Chinese tactics, the administration says, include outright cybertheft and forcing US companies to hand over technology in exchange for access to the Chinese market.
The initial US tariff list focused on Chinese industrial products in an attempt to limit the impact on American consumers. By expanding the list, the administration is beginning to hit products that US households buy, including such things as electric lamps and fish sticks.
“Tariffs on $200 billion in Chinese products
amounts to another multibillion-dollar tax on American businesses and families,” said Scott Lincicome, a trade lawyer and senior policy analyst for the group Republicans Fighting Tariffs.
Members of Congress are increasingly questioning Trump’s aggressive trade policies, warning that tariffs on imports raise prices for consumers and expose US farmers and manufacturers to retaliation abroad.
“We cannot turn a blind eye to China’s mercantilist trade practices, but this action falls short of a strategy that will give the administration negotiating leverage with China while maintaining the long-term health and prosperity of the American economy,” Senate Finance Chairman Orrin Hatch, R-Utah, said in a statement.
China meanwhile accused the US of bullying and warned it would hit back after the Trump Administration raised the stakes in their trade dispute, threatening 10 per cent tariffs on $200 billion of Chinese goods.
China’s commerce ministry said on Wednesday it was “shocked” and would complain to the World Trade Organization, but did not immediately say how it would retaliate. In a statement, it called the US actions “completely unacceptable”.
The foreign ministry described Washington’s threats as “typical bullying” and said China needed to counter-attack to protect its interests.

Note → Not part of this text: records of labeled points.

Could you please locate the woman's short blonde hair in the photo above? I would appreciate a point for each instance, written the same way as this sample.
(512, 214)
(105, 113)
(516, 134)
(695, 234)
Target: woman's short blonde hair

“This is a fight between unilateralism and multilateralism, protectionism and free trade, might and rules,” foreign ministry spokeswoman Hua Chunying told a regular briefing on Wednesday. Beijing has said it would hit back against Washington’s escalating tariff measures, including through “qualitative measures,” a threat that US businesses in China fear could mean anything from stepped-up inspections to delays in investment approvals and even consumer boycotts. The Wall Street Journal, citing unnamed Chinese officials, said Beijing was considering steps including holding up licenses for US companies, delaying approvals of mergers involving US firms and stepping up border inspections of American goods.
China could also limit visits to the US by Chinese tourists, a business state media said is worth $115 billion, or shed some of its US Treasury holdings, Iris Pang, Greater China economist at ING in Hong Kong, wrote in a note. The $200 billion far exceeds the total value of goods China imports from the US.